Graduate School of Business, University of Chicago, Chicago, Illinois 60637
dan.adelman{at}gsb.chicagogsb.edu

Motivated by one of the leading intermodal logistics suppliers in the United States, we consider an internal pricing mechanism for managing a fleet of service units (shipping containers) flowing in a closed queueing network. Nodes represent geographic locations, and arcs represent travel between them. Customer requests for arcs arrive over time, and the problem is to find an accept/reject policy that maximizes the long-run time average reward rate from accepting requests.

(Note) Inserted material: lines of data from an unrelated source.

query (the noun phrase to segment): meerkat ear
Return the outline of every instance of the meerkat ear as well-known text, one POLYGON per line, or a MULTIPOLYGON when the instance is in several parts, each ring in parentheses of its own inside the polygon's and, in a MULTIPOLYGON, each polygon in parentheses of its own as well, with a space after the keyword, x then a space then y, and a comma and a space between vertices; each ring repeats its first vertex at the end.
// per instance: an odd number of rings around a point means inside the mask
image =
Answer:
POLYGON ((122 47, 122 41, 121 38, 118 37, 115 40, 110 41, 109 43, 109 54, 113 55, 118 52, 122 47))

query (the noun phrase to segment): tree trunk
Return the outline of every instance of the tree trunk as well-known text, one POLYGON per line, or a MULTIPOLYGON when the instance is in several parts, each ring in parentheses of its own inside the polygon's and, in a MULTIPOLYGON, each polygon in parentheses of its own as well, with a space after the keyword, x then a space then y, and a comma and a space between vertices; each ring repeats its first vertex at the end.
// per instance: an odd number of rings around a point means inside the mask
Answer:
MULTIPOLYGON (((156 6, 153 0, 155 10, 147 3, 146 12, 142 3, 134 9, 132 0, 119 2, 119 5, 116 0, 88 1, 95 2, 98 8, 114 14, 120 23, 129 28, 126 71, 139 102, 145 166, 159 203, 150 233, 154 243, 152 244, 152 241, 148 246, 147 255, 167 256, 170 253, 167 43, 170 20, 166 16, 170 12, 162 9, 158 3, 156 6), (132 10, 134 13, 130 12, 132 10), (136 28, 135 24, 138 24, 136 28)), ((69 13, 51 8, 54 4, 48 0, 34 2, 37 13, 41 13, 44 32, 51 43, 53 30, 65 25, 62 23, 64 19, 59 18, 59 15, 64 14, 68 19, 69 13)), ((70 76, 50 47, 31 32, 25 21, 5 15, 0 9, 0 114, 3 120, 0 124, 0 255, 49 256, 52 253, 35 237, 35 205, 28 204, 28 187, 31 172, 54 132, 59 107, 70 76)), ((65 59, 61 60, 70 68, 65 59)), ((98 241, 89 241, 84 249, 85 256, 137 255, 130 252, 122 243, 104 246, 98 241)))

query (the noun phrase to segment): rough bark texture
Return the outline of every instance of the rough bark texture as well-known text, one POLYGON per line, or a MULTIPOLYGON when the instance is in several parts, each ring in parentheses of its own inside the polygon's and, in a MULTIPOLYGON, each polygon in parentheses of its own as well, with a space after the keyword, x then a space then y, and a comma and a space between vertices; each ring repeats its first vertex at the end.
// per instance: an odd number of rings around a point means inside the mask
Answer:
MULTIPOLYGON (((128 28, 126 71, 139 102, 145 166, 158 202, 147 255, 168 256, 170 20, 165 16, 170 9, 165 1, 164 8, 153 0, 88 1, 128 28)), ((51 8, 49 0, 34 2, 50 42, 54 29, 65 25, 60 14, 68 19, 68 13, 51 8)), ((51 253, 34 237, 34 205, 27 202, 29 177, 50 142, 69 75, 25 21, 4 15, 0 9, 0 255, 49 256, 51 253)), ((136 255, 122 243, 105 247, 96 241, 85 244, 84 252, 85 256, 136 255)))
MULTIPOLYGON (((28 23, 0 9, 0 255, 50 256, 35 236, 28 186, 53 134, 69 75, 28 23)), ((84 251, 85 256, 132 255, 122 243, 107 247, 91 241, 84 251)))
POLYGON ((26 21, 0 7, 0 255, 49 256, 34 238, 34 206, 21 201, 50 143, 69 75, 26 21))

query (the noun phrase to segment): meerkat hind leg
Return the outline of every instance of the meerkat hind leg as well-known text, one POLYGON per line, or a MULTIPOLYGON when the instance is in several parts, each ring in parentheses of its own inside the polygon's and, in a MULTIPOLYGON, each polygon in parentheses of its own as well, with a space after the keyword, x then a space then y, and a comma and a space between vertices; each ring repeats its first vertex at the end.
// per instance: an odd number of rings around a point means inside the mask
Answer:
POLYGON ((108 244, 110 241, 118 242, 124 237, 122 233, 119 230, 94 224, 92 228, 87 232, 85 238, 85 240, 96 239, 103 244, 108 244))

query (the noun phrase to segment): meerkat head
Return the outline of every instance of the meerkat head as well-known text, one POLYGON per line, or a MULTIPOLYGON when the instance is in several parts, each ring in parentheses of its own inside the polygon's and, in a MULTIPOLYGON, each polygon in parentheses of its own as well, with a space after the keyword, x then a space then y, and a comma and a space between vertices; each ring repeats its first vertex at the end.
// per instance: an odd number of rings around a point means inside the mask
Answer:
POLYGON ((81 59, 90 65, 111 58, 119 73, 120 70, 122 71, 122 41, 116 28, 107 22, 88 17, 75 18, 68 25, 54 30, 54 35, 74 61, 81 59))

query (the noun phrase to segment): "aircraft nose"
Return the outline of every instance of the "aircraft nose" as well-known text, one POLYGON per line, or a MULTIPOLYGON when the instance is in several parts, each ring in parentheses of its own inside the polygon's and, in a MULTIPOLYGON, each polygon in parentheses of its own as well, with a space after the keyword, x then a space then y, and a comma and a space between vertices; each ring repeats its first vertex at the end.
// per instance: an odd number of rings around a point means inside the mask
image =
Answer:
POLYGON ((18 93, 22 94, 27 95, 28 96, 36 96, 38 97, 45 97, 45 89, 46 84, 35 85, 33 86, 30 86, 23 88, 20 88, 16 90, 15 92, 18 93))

We formulate the problem as a semi-Markov decision process and give a simple linear program that provides an upper bound on the optimal reward rate. Using Palm calculus, we derive a nonlinear program that approximately captures queueing and stockout effects on the network. Using its optimal Lagrange multipliers, we construct a simple functional approximation to the dynamic programming value function. The resulting policy is computationally efficient and produces superior economic performance as compared with other policies. Furthermore, it provides a methodologically grounded solution to the firm's internal pricing problem.

Subject classifications: dynamic programming/optimal control; semi-Markov; programming; nonlinear; queues; networks; industries; transportation/shipping.
History: Received May 2004; revision received September 2006; accepted September 2006.